Overworked, under-trained staff with no meaningful oversight is a recipe for disaster in any organization, especially one as technical as a state forensics lab. The problem here is errors can lead to innocent people being convicted of DUI and drug offenses. They will face license suspensions and jail time just to say the least of what will happen. All of this happens because of someone’s careles犀利士
sness or incompetence or downright intentional misconduct. Take for example the state forensics lab in Indiana where error after error went unchecked for over 7 years and when supervisors were informed no action was taken:
Testing errors at the state’s toxicology lab go back at least seven years — much further than previously reported — according to internal emails obtained by The Indianapolis Star.
The emails also call into question whether IU’s medical school provided adequate oversight of the lab that tests blood and urine samples for criminal cases.
The roughly 2,000 emails are correspondence to and from Peter Method, the acting director of the state Department of Toxicology from 2003 to 2008.
They portray a dysfunctional lab beset by inadequate staffing and funding that produced an environment ripe for errors.
The emails also suggest benign neglect on the part of the Indiana University School of Medicine, which did not authorize an audit of test results until 2008, at least four years after the first testing errors were reported in the emails.

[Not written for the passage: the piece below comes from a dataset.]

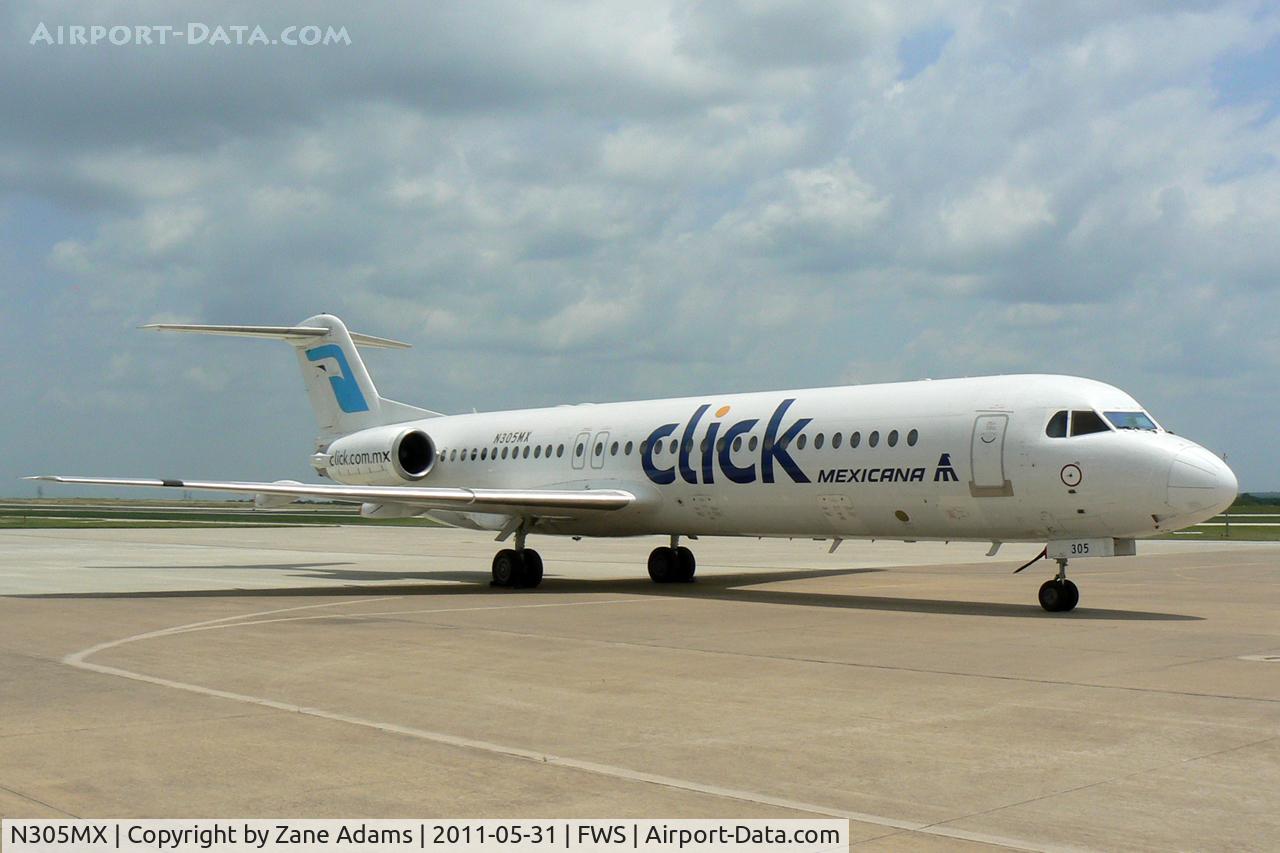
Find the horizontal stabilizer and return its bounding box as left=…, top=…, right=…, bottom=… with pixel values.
left=138, top=323, right=412, bottom=350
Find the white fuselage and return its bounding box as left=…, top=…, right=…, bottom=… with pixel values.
left=314, top=375, right=1236, bottom=542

In perhaps the most telling indictment of the lab, its supervisor in November 2006 emailed the following to Method — and copied Method’s supervisor, Michael Vasko, chair of the medical school’s Department of Pharmacology & Toxicology:
“I never had this (happen), error after error. . . . I guess if this is acceptable to you and the department, then I don’t have to worry. If an error occurs again in the future I won’t bother you anymore.”
Not only are the errors themselves horrid, the lack of corrective action is even more alarming. It’s as if the people in charge didn’t care that innocent people’s lives were being ruined by these false positives. False positives can be especially dangerous in DUI cases which rely heavily on laboratory test results.
Unfortunately, this is not an isolated incident, similar problems have been reported with DUI testing in PA. The problem is systematic and a government funded study has even called for the nation’s crime labs to be overhauled, a call that has fallen on deaf ears. As it stands there is a lot of junk science out there and people are being convicted on the basis of false reports everyday. This is why you need a DUI attorney who has the knowledge and expertise to challenge the government scientists and take them to task on their faulty procedures. You need an attorney who is a recognized lawyer-scientist. You need The McShane Firm.